Compared to the previous regression, when we include additional variables (age, gender, ethnic group, number of sexual partners, the indicator for Randomised after SH:24 made publicly available, the indicator for men who have sex with men, and the socioeconomic level measured by deciles), we observe an increase in the adjusted R-squared of approximately 0.3 percentage points (from 0.1). Additionally, the ATE decreases by 0.003 percentage points, indicating a negative bias.
It is worth mentioning that we omit gender_male to avoid collinearity with gender_female. Similarly, we exclude the less relevant ethnic group (i.e. the one with fewer observations) to prevent the same issue.
2.3. Regression 3: \(y = \beta_0 + \beta_1 T + \beta_2 X + \epsilon\) (Double Lasso variable selection)#
# Assuming df is already defined
X = df[["gender_female", "ethnicgrp_white", "ethnicgrp_black", "gender_transgender", "msm", "partners1", "age", "imd_decile"]]
w = df['w']
y = df['y']
# Fit LassoCV model to find the optimal alpha (lambda)
cv_model3a = LassoCV(alphas=None, cv=10, max_iter=10000).fit(X, w)
cv_model3b = LassoCV(alphas=None, cv=10, max_iter=10000).fit(X, y)
# Fit Lasso model with the optimal alpha
model3a = Lasso(alpha=cv_model3a.alpha_).fit(X, w)
model3b = Lasso(alpha=cv_model3b.alpha_).fit(X, y)
# Identify non-zero coefficients from Lasso models
significant_vars3a = X.columns[model3a.coef_ != 0]

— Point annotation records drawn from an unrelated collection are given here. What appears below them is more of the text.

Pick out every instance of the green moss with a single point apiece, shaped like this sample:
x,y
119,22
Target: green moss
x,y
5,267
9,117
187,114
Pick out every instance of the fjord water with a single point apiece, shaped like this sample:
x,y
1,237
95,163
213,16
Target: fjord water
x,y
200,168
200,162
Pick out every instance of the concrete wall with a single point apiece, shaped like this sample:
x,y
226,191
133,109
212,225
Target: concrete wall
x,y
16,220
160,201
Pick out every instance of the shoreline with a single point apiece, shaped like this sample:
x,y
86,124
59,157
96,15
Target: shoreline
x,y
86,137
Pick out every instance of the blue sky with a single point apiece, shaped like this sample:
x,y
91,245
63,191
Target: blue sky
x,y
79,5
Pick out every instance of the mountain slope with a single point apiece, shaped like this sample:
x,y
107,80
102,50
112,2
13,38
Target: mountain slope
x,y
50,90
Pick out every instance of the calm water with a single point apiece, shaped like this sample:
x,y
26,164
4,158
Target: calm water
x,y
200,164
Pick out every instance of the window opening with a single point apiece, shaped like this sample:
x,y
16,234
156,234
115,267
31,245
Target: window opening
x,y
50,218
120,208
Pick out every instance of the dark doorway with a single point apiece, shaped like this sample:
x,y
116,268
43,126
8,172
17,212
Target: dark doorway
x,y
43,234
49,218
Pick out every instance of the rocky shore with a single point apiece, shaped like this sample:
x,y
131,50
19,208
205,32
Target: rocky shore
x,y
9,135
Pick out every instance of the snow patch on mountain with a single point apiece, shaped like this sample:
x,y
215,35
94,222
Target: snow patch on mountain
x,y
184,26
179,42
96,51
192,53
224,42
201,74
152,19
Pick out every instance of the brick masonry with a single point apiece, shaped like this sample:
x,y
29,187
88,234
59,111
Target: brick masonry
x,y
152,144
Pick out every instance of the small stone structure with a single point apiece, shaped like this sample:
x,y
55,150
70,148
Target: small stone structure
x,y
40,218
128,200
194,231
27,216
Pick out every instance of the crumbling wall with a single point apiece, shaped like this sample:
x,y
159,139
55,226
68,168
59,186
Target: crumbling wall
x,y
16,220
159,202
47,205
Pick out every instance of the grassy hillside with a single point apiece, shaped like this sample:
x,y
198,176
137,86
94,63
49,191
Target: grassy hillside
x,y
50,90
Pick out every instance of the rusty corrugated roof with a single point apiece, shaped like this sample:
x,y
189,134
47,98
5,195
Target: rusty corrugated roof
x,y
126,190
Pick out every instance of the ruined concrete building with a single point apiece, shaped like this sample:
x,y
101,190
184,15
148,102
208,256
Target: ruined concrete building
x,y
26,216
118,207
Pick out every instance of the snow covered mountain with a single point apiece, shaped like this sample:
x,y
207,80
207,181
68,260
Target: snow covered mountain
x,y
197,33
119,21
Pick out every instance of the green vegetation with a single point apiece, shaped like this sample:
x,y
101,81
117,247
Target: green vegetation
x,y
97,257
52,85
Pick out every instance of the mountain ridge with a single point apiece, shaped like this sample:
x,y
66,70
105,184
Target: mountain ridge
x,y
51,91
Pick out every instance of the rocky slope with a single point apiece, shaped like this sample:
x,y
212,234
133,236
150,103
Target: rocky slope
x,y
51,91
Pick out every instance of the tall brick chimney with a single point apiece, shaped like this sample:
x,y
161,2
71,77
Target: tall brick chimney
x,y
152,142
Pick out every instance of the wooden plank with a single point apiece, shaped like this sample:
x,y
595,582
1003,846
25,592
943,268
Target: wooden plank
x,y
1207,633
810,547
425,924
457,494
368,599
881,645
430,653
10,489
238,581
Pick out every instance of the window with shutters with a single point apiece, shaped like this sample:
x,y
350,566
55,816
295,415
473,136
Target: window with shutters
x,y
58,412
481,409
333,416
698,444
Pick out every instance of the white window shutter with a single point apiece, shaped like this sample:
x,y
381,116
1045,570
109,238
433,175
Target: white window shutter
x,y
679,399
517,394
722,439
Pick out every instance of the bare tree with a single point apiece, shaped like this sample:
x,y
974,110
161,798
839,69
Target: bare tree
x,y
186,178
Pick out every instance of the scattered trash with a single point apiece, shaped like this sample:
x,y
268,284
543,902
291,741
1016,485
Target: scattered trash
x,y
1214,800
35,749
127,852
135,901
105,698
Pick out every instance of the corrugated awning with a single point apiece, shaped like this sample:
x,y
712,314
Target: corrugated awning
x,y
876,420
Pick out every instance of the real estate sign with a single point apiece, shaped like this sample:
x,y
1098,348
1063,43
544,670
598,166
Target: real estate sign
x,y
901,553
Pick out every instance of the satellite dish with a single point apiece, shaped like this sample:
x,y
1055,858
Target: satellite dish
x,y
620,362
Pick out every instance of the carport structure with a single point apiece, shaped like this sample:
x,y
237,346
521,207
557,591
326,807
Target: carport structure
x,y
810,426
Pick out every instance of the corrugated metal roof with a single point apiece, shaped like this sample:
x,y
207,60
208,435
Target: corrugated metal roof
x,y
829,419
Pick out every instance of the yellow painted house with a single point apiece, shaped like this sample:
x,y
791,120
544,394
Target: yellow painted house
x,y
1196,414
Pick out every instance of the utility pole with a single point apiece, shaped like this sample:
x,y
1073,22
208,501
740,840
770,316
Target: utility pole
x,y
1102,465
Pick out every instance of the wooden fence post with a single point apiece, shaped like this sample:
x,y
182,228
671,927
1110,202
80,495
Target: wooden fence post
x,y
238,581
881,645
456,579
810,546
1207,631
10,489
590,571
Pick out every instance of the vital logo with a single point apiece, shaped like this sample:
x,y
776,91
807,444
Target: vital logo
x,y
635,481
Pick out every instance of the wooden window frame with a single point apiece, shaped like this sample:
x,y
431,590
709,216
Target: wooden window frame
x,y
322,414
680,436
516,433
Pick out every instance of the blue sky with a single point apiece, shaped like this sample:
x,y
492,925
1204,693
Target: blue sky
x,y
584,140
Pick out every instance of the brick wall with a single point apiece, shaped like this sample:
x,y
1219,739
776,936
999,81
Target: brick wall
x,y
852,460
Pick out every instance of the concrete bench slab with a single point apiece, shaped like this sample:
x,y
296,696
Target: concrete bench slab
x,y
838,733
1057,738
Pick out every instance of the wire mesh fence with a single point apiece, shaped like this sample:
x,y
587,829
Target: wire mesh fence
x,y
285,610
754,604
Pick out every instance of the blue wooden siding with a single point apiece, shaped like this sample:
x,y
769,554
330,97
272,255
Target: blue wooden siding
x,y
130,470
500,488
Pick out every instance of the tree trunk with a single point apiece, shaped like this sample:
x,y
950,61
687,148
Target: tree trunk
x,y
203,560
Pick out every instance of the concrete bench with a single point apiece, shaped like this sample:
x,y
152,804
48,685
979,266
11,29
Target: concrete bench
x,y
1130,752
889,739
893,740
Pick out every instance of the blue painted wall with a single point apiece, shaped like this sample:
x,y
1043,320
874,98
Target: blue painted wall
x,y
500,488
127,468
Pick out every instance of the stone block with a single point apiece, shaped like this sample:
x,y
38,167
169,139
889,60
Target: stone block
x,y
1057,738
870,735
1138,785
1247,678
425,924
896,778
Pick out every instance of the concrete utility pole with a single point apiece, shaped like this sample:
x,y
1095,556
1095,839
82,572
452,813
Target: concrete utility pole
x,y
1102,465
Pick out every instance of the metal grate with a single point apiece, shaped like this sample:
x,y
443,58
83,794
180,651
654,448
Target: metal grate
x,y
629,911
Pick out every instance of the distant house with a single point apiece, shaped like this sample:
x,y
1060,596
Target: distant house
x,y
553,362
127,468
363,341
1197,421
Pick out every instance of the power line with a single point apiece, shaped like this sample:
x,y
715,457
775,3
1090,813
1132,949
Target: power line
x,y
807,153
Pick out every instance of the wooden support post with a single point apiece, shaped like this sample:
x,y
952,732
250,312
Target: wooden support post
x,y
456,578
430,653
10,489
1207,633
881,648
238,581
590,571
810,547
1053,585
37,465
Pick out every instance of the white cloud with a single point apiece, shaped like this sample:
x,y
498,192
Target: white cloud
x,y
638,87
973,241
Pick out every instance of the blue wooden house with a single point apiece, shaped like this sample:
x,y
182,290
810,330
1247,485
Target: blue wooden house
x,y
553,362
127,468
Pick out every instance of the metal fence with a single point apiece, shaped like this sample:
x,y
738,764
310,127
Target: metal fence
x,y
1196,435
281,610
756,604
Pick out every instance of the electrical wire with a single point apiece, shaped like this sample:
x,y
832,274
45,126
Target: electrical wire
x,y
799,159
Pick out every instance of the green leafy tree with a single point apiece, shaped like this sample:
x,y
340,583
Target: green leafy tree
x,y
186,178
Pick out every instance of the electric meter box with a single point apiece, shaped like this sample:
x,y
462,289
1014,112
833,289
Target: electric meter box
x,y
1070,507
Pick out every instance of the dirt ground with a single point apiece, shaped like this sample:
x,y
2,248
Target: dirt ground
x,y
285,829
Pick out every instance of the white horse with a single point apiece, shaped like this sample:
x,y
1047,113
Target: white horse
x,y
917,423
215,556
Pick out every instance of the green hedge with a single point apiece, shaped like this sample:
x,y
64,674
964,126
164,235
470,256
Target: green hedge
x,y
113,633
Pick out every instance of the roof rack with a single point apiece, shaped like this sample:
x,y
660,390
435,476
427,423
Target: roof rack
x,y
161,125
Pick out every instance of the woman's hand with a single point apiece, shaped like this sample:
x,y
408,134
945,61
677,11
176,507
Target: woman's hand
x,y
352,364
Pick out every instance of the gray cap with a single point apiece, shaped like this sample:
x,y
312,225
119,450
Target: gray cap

significant_vars3b = X.columns[model3b.coef_ != 0]
# Combine the significant variables from both models
significant_vars = pd.Index(np.unique(significant_vars3a.append(significant_vars3b)))
# Extract the significant variables for regression
X_significant = X[significant_vars]
# Add 'w' to the significant variables
X_significant_with_w = X_significant.copy()
X_significant_with_w['w'] = w
# Add constant term for intercept in the new significant variable set
X_significant_with_w = sm.add_constant(X_significant_with_w)
# Fit linear regression model on significant variables plus 'w' against 'y'
model3 = sm.OLS(y, X_significant_with_w).fit()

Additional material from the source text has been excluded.